The first time to go to the gym how to practice women for the first time to go to the gym

April 27, 2023
Have you ever gone to the gym with enthusiasm, paid for your membership and ready to start the first change in your life? But when you enter the gym, you look at a bunch of equipment you haven't seen before, the unfamiliar environment and the loud hissing voices, just like when you graduate and enter the workplace with both fear and anticipation. Here are some suggestions to help you get out of the anxiety phase!

Three major muscle groups first practice

The three major muscle groups of the human body: chest, back and legs. These three major muscle groups are the parts of the body with a high proportion of muscle participation, which can not only quickly build muscle strength, but also activate the motor nerves of the whole body in series, and can be said to be the muscle groups that beginners must learn first.

Use fixed machines first

The choice of fixed equipment can avoid the chance of muscle injury caused by novice muscle strength and core instability, so it is recommended to start with fixed equipment. It is recommended to use a set of weights that can be completed 12~15 times, each movement can be done in about 3 sets, and then when the muscle strength is slowly improved, the weight can be increased.
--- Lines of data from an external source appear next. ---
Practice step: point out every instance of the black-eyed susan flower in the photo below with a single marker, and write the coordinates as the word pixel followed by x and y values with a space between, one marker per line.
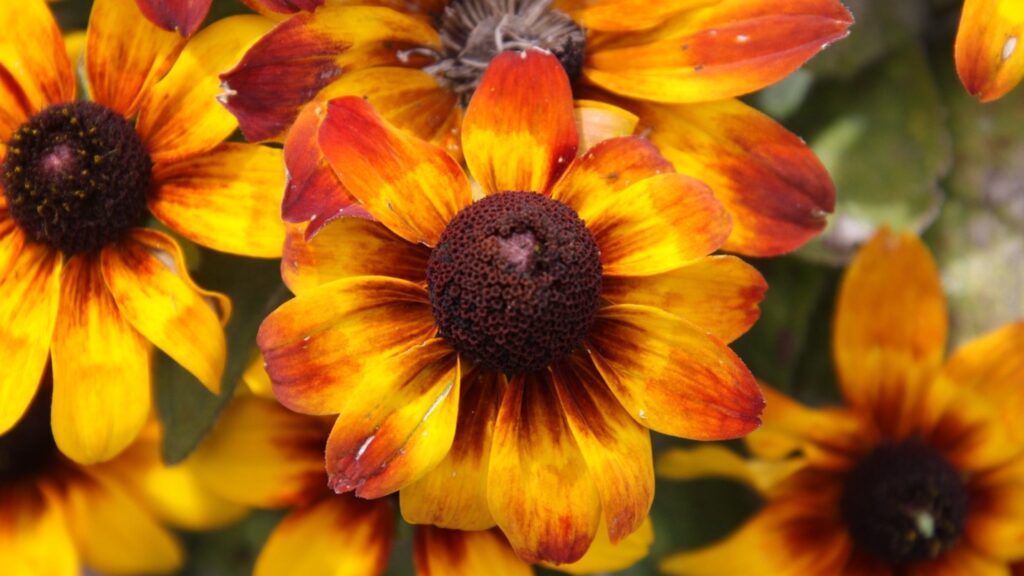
pixel 990 47
pixel 675 68
pixel 919 474
pixel 57 517
pixel 262 455
pixel 86 288
pixel 484 355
Aerobic exercise can not be missing

In addition to weight training, it is also recommended that newcomers to the gym will be added to the daily schedule of aerobic exercise, aerobic exercise is to improve our cardiopulmonary function, when doing weight training, can also have a better physical fitness can be trained. Aerobic exercise can start from low to medium intensity running, rowing, when used to low to medium intensity training, and then add HIIT interval training to increase physical fitness. If you go to sports 5~6 days a week, then you can 1 day of heavy training 1 day of cardio, if you only go 3~4 days a week, then you can first heavy training then cardio.
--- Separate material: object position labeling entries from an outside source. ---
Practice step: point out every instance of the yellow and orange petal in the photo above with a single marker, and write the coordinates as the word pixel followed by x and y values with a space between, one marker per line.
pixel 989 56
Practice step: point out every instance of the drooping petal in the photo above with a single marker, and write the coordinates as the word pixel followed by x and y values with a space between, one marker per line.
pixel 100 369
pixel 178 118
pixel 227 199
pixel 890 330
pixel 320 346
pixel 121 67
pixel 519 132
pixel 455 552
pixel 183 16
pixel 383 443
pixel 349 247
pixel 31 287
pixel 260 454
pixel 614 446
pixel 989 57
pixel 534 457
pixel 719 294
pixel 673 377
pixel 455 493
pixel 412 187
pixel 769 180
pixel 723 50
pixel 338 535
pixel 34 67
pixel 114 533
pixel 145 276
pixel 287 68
Put down your phone and focus

Gym time try to control within 90 minutes to complete, because too long will make the body fatigue, but also let the training attention decline, it is easy to lead to training effectiveness is not good, but also let the risk of injury training increased. In addition, the rest time between groups should not be too long, try to control within 1 minute. So when you enter the gym and start exercising, please put down your phone and focus on making every minute of training effective.
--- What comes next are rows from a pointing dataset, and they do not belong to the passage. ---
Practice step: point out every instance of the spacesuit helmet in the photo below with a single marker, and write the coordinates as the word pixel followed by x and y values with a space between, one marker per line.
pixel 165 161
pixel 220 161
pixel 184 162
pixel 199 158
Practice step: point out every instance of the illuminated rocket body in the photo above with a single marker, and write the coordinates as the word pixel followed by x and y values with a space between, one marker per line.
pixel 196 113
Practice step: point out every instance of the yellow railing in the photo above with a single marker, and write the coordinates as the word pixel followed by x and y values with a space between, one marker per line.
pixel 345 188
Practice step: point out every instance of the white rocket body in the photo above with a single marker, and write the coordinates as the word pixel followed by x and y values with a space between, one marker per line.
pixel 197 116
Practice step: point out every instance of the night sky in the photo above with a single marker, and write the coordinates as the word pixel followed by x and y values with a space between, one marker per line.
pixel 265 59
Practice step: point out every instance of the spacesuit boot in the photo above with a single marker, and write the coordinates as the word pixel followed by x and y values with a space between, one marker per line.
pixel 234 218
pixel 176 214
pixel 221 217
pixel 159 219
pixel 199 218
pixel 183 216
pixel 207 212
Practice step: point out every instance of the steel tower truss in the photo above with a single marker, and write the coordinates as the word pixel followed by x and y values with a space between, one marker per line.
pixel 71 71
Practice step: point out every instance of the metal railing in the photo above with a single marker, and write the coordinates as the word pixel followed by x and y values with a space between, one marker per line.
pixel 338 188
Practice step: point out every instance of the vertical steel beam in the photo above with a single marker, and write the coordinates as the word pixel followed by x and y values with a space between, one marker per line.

Stay enthusiastic and patient

Fitness is not something that can be done in a few minutes, it is a long term training, so keep your enthusiasm and goals in mind. Even if the weight is not heavy at the beginning, the posture is not in place, and the muscle feeling is not obvious, but these do not matter, because this is a learning process, in addition to learning new knowledge at the right time, remember to consult more professional trainers, do not give up the goal because of a small setback.